If Lane applies a label to her beliefs in private, she clearly doesn’t think it’s wise to tell the world about it at the start of her ministry as a bishop. The website of the church she is now leaving, St Peter’s Hale, explains the Christian faith in a rather gentle way, saying that Christ’s ‘life, death and resurrection holds the key to knowing and loving God and to making sense of life, before and after death’. Perhaps her sermons are clearer.

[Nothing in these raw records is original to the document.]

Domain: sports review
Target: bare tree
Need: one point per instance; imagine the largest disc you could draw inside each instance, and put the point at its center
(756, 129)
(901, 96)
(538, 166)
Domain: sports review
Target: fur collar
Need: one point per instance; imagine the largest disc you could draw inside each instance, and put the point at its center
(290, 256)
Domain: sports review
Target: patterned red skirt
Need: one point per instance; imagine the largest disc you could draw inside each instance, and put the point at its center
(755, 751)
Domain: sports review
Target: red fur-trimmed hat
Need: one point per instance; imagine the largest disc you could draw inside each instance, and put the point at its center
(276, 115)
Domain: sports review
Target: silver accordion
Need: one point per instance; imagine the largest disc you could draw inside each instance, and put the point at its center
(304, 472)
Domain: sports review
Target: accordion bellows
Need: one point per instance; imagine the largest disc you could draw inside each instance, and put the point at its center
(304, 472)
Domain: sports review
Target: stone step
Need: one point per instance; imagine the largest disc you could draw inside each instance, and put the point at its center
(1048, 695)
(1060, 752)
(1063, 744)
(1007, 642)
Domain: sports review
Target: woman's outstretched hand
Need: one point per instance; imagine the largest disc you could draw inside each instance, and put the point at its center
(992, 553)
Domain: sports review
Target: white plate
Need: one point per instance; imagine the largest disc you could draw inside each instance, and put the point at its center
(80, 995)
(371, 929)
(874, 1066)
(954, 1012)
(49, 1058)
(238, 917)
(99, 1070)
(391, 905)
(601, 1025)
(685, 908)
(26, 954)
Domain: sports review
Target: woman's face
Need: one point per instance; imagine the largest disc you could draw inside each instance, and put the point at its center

Bishops have always clashed with governments, and recently the Church of England has had a number of high-profile debates with ministers about certain social policies, particularly welfare reform. Lane is a suffragan bishop and will not sit in the House of Lords, with the first Anglican woman to sit in the Upper Chamber coming next year. But she sees it as her duty to ‘challenge’ politicians on policies that she sees hurting those she serves. ‘Where my voice can articulate the voice of the church in its whole breadth, then I will, she says. ‘I think speaking of the experience of the people that we are and the people that we serve is incumbent on all ministers, and that includes challenge as well as encouragement.’

She has, along with other women who have felt called to full-time Christian ministry from a young age (her first inkling that she wanted to work in the Church came when she was 15 and she told her own vicar when she was 20 that she was thinking of following in his footsteps), been campaigning for many years for this day to come, and must have got into a few scraps with those who oppose it on theological grounds. She tries to be polite about these people, while saying ‘there have been people inevitably, colleagues, and people within the communities that I have served for whom this has been disturbing, unsettling and distressing’.

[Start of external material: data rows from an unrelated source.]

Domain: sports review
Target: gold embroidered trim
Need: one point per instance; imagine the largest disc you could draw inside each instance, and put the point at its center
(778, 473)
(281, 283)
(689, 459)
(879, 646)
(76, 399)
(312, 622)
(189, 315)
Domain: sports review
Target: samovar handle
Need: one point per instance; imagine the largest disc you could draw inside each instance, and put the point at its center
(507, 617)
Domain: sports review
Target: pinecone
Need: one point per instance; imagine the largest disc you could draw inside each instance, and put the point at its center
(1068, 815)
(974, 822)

She claims that her own conviction that she was called to work in the Church is enough to help her deal with CofE colleagues and parishioners who wish she didn’t have the job she now does. But come on, she must have had a few fights with people over the past 20 years since the Church started ordaining women?

‘I’m very happy to engage with robust… engagements… but, um, I would hate to get to a place where I thought I was always right or that I knew everything. So the fact that people disagree with me is actually a positive thing and it continues to help me to learn to grow.’

The furthest Lane comes to saying that the opponents of women Bishops need to do anything now that she’s in post is that ‘there are people who do carry hurt and scars and those must be honoured and recognised’. She’s keen to work with any churches under her authority as Bishop of Stockport who disagree with women in authority in the Church, and will ‘ensure that they have the support and the oversight that they are entitled to, so that they can flourish and I will continue to serve them as their bishop, praying and resourcing them as much as I am able’. That word ‘flourish’, by the way, is an official part of the Church’s attempt to accommodate those who disagree with its new official position on bishops and gender. But as I explained in the Spectator recently, some conservative evangelicals feel they will eventually be forced to leave the Church, rather than flourish.

But Lane likes the fact that the modern Church of England is a very broad one indeed. She says ‘I think that part of its strength is that we strive to hold people together in Christ and that we don’t all agree with each other. I think we are stronger because dissenting voices are heard’. She, though, clearly doesn’t want to add to the noisy debate in the Church at the moment, and is quite happy instead to blend back into the noisy YMCA to talk to more of the people who work there. Which makes her the perfect first woman bishop in many ways: the only thing that appears to be controversial about her is her appointment, which was the subject of so much fighting in that broad church.